I was thinking of vacuum energy, actually—the wavefunction argument just makes it worse.
The wavefunction argument is incorrect. At the level of quantum mechanics, particles’ wave-functions can easily be zero, trivially at points, with a little more effort over ranges. At the level of QFTs, yes vacuum fluctuations kick in, and do prevent space from being “empty”.
I apologize—that was, in fact, my intent.
it is certainly not harder...: This at least seems correct. (Reasoning: if you have a real moral system (I presume you also imply “correct” in the FAI sense), then not killing everyone is a consequence; once you solve the former, the latter is also solved, so it can’t be harder.) I’m obviously not sure of all consequences of a correct moral system, hence the “seems”.

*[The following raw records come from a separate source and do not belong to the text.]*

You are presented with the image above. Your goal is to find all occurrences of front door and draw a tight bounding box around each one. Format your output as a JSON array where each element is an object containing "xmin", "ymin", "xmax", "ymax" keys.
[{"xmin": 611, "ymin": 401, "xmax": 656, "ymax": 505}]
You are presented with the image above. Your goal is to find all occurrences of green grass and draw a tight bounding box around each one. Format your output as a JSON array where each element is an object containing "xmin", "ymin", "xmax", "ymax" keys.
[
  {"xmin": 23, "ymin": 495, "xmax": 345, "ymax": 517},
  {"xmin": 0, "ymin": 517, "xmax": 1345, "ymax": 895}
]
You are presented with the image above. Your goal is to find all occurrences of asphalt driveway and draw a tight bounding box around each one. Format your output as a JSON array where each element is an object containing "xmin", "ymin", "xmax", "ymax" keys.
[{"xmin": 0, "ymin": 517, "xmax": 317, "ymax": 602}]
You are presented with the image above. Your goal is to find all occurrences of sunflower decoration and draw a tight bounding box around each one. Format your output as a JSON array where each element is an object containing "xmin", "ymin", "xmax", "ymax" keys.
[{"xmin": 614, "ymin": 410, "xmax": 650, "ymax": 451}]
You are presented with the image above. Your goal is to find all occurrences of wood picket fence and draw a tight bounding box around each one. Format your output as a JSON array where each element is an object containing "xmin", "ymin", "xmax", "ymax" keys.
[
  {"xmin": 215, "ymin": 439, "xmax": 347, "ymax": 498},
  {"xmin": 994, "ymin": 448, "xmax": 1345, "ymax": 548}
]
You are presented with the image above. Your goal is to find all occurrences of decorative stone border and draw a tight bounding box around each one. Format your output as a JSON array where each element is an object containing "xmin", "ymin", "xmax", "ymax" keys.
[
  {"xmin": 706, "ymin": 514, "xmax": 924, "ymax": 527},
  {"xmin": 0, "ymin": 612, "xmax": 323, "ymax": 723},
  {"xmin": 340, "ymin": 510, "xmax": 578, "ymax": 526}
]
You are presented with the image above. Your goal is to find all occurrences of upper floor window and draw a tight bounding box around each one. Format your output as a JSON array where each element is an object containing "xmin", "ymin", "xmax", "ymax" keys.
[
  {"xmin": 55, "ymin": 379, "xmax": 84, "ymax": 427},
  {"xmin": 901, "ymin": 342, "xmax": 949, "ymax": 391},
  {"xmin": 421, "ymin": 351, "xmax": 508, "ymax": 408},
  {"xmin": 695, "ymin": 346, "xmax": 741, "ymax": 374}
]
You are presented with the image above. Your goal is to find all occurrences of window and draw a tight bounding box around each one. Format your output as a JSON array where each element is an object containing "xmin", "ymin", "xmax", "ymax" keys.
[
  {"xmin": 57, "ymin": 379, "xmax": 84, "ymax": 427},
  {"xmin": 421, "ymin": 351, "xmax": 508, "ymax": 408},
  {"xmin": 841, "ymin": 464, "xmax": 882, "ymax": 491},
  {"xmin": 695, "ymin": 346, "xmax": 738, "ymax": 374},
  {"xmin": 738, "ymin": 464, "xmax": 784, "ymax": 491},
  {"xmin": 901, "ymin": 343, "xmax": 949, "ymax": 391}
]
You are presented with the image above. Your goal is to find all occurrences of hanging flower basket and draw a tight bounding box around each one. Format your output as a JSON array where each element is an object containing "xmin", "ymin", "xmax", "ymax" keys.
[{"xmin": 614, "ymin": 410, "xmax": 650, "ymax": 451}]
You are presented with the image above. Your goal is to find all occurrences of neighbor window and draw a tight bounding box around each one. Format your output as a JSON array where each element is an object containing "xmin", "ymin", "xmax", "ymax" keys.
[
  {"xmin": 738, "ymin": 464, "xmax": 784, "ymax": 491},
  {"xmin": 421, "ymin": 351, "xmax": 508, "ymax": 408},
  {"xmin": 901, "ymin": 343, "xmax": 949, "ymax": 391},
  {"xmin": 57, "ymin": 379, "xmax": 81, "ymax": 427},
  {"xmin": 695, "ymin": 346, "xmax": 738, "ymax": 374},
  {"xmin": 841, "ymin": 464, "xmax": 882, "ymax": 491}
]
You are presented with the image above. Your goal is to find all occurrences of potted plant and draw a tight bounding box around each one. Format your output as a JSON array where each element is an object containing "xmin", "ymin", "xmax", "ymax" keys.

But my real objection is different: For any wrong & unchangeable belief you impose, there’s also the risk of unwanted consequences: suppose you use an, eg, fluorine-turns-to-carbon “watchdog-belief” for a (really correct) FAI. The FAI uploads everyone (willingly; it’s smart enough to convince everyone that it’s really better to do it) inside its computing framework. Then it decides that turning fluorine to carbon would be a very useful action (because “free” transmutation is a potentially infinite energy source, and the fluorine is not useful anymore for DNA). Then everybody dies.
Scenarios like this could be constructed for many kinds of “watchdog beliefs”; I conjecture that the more “false” the belief is the more likely it is that it’ll be used, because it would imply large effects that can’t be obtained by physics (since the belief is false), thus are potentially useful. I’m not sure exactly if this undermines the “seems” in the first sentence.

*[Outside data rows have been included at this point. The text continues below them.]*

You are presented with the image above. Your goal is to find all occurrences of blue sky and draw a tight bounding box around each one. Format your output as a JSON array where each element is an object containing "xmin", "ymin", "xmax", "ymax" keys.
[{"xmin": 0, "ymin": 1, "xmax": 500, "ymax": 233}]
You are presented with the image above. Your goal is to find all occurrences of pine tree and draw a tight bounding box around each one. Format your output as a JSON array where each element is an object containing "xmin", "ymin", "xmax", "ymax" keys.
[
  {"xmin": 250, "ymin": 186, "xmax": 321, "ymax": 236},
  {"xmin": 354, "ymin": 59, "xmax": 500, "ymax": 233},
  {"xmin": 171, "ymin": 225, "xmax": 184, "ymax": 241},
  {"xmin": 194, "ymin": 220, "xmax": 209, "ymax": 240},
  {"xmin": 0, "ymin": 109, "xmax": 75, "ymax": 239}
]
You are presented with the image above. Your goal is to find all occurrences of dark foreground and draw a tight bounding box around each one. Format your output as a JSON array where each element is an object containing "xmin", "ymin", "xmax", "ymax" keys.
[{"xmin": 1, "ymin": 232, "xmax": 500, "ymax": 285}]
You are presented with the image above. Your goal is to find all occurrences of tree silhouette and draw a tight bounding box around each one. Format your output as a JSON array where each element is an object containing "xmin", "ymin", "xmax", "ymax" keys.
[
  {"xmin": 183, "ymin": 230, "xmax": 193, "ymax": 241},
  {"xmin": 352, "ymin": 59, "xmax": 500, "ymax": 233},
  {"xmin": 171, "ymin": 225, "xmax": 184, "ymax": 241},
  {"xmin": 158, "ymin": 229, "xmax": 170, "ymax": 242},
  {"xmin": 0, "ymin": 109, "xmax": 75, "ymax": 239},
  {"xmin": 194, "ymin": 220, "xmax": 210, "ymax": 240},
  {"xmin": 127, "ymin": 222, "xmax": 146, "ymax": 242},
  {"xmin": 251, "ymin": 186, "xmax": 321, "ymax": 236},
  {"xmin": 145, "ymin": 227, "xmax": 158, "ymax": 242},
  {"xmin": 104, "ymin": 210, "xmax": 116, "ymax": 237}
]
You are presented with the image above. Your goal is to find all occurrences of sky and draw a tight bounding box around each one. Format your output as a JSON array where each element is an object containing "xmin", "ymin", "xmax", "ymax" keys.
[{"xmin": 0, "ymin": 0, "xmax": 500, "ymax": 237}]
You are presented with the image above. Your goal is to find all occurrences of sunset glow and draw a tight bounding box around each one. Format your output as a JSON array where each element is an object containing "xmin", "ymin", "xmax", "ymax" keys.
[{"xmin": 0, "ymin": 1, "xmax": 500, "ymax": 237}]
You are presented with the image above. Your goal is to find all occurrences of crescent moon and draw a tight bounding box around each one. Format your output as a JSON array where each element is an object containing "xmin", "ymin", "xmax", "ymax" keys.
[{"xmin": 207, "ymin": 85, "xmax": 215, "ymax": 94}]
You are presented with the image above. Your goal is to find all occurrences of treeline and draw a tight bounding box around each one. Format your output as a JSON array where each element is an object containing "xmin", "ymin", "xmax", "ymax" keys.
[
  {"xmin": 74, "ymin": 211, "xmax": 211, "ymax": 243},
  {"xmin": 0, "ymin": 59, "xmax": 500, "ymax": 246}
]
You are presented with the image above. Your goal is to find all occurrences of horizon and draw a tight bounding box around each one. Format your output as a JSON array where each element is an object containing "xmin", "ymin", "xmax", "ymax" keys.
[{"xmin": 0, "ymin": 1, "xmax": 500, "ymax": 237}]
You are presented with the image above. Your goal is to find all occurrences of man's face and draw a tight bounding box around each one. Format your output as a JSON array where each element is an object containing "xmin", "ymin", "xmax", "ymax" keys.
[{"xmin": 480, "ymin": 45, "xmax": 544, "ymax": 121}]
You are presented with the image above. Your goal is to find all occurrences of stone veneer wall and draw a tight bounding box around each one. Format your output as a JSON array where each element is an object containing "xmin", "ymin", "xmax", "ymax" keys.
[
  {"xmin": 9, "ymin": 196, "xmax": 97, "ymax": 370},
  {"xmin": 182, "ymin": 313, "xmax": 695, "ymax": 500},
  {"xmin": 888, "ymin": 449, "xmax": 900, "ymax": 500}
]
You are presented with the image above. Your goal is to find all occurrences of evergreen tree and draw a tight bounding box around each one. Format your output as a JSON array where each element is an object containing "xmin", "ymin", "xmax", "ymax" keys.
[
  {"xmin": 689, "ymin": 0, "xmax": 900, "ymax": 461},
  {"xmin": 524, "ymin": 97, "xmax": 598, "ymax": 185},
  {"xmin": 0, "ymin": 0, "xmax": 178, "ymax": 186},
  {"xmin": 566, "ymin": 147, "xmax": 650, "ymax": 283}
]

But there’s another problem: suppose that “find a good watchdog” is just as hard (or even a bit easier, but still very hard) problem as “make the AI friendly”. Then working on the first would take precious resources from solving the second.
A minor point: is English your first language? I’m having a bit of trouble parsing some of your comments (including some below). English is not my first language either, but I don’t have this kind of trouble with most everyone else around here, including Clippy. You might want to try formulating your comments more clearly.